How to publish spending data without disclosing personal information

by OpenSpending team and Ian Makgill, Ticon

This guide is purposed to help governments to publish spending without compromising personal information. It has been drafted with UK local councils and other public authorities who wish to publish transactional spending in accordance with the UK regulations, but who are concerned if their data include personal information (such as personal names or addresses). While we recognise that governmental accounting systems as well as privacy regulations differs vastly across countries, we think this guide provide key practical advice, which should to some extent be replicable.


InJanuary 2013 a freelance data specialist from the community used OpenSpending to identify a number of privacy breaches in an individual dataset published by a local council. This was due to inconsistent redaction of sensitive data by the local authority. Whilst the majority of these payments were to organisations (hence probably not highly sensitive), there were also a few unredacted payments to individuals. The person who uploaded the data immediately notified their local council, who in turn referred this to their audit committee. As a precaution the dataset in question, the UK Local Council £500 spending data was taken off the site immediately.

Data privacy should never be a valid justification for shutting off access to public spending information, as there should be simple processes in place to prevent private data from being published.
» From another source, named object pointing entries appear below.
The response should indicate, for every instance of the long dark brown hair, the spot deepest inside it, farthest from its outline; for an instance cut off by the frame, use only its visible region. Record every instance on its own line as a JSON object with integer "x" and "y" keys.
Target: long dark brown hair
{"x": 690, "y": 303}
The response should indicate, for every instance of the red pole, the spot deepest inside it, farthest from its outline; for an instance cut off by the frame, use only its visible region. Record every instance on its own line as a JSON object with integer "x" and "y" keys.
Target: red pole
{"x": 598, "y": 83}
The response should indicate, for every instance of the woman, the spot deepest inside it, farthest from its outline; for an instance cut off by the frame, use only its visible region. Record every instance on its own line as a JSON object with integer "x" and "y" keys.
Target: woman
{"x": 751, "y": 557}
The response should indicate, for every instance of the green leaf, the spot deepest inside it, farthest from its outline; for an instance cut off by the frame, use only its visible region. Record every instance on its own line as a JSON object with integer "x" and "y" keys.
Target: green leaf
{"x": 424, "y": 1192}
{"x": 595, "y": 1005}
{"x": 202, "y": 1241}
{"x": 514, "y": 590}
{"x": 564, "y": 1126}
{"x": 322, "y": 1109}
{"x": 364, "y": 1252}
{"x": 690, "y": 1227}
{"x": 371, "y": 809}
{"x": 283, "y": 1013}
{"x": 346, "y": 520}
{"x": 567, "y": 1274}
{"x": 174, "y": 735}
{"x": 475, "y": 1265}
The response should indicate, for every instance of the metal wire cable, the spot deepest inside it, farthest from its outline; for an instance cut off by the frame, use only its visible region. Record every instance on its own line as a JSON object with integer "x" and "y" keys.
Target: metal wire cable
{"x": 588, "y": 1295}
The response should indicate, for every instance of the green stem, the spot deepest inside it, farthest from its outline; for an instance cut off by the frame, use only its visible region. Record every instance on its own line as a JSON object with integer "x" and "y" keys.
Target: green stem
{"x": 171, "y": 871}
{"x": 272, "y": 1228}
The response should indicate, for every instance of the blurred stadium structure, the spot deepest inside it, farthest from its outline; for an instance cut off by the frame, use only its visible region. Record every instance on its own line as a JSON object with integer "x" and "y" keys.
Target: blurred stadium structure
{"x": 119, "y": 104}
As more spending data becomes public, government agencies will have to implement release procedures, which prevents privacy breaches. For the financial transparency community the data privacy issue represents a challenge, as governments might be tempted to use this as reason for limiting public disclosures.

So why are we writing this guide?</span>

  1. because we care about privacy of individual citizens
  2. because we care about Open Data, we think it is vital part of making Government transparent and accountable
  3. because the presence of personal data within transactional spending data has been identified as a barrier for making such data available to the public. (In April 2013 Copenhagen City Council rejected a Freedom of Information request for 1 mi. transactions worth EUR 2.5bn due to the fact that the data contained personal data, which could not be removed without extensive use of personal resources.)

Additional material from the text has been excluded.